I developed this washing procedure over several attempts to achieve gold of higher quality. It works, and very well. 

Harold


----------



## Geo (Aug 22, 2011)

great. thank you so much for your advise. as soon as i get my melting dishes in i'll try another bar and see what i can do. I've been experimenting with the testing acids to try and identify different carat gold so i dont have to pay to have someone do it for me.


----------



## NoIdea (Aug 22, 2011)

Harold - Thank you very much, I was looking for this, I have seen it elsewhere. I am getting close so this information was timely.

Again, Thank You  

Deano


----------



## goldenchild (Aug 23, 2011)

Harold_V said:


> Take the material to a boil, and allow to boil for several minutes---fifteen or so. You'll notice that the solution changes color, as does the gold itself. Rinse by boiling with water, then wash with ammonium hydroxide. Rinse, then boil a second time with HCl, followed by a final rinse with water.
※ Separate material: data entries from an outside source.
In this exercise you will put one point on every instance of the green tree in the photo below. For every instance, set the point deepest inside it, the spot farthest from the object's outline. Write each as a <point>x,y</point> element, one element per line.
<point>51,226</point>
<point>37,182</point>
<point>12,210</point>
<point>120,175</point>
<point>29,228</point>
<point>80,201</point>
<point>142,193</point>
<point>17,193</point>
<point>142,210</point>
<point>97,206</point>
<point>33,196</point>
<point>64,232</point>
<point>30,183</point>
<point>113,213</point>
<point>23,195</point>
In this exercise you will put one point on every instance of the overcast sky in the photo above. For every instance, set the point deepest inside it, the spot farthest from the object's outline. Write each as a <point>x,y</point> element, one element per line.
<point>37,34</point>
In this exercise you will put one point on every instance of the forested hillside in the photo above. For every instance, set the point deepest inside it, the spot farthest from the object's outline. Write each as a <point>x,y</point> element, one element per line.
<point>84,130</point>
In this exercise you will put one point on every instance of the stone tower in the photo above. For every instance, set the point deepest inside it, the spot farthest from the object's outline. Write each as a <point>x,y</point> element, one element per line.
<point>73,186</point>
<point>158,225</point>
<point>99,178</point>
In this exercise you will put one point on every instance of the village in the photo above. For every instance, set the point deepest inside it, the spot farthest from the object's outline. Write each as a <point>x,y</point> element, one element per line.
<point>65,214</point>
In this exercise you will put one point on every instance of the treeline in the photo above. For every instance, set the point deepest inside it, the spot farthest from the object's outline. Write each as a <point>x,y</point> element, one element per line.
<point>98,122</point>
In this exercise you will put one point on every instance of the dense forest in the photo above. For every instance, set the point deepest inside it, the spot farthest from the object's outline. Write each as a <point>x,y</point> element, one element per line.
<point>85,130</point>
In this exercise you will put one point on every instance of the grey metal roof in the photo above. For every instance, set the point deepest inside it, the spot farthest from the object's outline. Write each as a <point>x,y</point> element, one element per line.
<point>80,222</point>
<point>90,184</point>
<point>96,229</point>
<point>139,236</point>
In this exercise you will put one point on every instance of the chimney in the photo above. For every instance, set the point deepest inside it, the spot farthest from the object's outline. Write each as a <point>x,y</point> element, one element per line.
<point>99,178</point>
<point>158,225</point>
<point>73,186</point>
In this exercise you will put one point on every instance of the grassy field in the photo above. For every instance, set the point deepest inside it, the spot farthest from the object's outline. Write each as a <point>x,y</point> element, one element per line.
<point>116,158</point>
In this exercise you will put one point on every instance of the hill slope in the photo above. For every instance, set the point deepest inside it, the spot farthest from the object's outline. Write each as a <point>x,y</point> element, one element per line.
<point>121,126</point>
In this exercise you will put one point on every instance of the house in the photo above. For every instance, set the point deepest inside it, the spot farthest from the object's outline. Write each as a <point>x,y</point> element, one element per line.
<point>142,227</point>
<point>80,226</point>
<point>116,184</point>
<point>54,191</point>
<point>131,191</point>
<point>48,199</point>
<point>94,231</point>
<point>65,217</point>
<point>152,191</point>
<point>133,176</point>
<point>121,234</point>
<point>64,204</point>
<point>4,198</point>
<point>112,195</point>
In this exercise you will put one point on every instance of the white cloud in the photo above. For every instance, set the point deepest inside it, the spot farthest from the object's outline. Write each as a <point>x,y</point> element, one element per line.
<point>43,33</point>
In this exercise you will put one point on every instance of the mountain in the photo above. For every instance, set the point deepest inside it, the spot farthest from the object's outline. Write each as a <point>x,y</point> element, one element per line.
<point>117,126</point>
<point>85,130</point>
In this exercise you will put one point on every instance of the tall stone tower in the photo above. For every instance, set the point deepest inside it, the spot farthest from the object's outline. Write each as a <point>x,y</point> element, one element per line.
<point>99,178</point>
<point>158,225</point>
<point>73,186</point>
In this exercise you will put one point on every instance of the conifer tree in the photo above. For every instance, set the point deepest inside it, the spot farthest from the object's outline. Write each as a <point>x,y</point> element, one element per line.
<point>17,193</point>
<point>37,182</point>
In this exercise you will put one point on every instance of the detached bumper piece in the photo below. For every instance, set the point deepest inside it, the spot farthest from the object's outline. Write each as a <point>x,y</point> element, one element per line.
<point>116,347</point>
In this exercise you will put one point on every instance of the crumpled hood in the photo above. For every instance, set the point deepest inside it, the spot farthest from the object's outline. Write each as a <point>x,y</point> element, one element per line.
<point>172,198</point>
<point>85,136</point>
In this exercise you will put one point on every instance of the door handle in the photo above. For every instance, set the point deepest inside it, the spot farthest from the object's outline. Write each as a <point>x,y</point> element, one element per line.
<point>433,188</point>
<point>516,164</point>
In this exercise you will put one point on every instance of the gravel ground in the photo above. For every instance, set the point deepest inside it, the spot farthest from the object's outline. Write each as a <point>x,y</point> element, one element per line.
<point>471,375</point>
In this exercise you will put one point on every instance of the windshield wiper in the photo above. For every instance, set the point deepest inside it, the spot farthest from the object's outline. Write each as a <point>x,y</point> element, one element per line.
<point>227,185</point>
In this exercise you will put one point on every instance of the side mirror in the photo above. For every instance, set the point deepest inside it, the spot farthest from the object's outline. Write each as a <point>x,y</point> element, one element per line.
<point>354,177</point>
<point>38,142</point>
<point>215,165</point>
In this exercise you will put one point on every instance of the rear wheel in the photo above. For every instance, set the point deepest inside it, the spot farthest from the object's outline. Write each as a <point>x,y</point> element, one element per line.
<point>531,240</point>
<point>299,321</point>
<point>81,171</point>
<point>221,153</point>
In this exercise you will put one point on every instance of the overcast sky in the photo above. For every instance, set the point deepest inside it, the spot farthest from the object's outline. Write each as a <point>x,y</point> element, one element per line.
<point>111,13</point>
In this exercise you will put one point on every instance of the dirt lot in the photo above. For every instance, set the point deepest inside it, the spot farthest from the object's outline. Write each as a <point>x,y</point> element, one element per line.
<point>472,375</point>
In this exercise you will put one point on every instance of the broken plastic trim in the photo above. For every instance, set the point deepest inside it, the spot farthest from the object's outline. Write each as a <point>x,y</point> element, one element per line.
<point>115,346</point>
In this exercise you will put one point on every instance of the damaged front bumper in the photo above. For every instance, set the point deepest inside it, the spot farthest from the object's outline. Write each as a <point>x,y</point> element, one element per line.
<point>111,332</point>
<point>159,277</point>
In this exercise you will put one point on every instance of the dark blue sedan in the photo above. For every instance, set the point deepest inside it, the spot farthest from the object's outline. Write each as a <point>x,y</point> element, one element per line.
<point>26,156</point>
Boil means boil here. Not "boil".


----------



## Harold_V (Aug 24, 2011)

goldenchild said:


> Harold_V said:
> 
> 
> > Take the material to a boil, and allow to boil for several minutes---fifteen or so. You'll notice that the solution changes color, as does the gold itself. Rinse by boiling with water, then wash with ammonium hydroxide. Rinse, then boil a second time with HCl, followed by a final rinse with water.
> ...


I try to ensure that the word "boil" is used properly. It is NEVER mentioned when one is evaporating, aside from the caution to NOT boil the solution. 

In the case of washing, the vigorous action of boiling performs a very valuable task. It keeps the solution in constant motion, flushing contaminants from within. To heat and allow the material to sit idle would require considerably more time and effort to accomplish the same end.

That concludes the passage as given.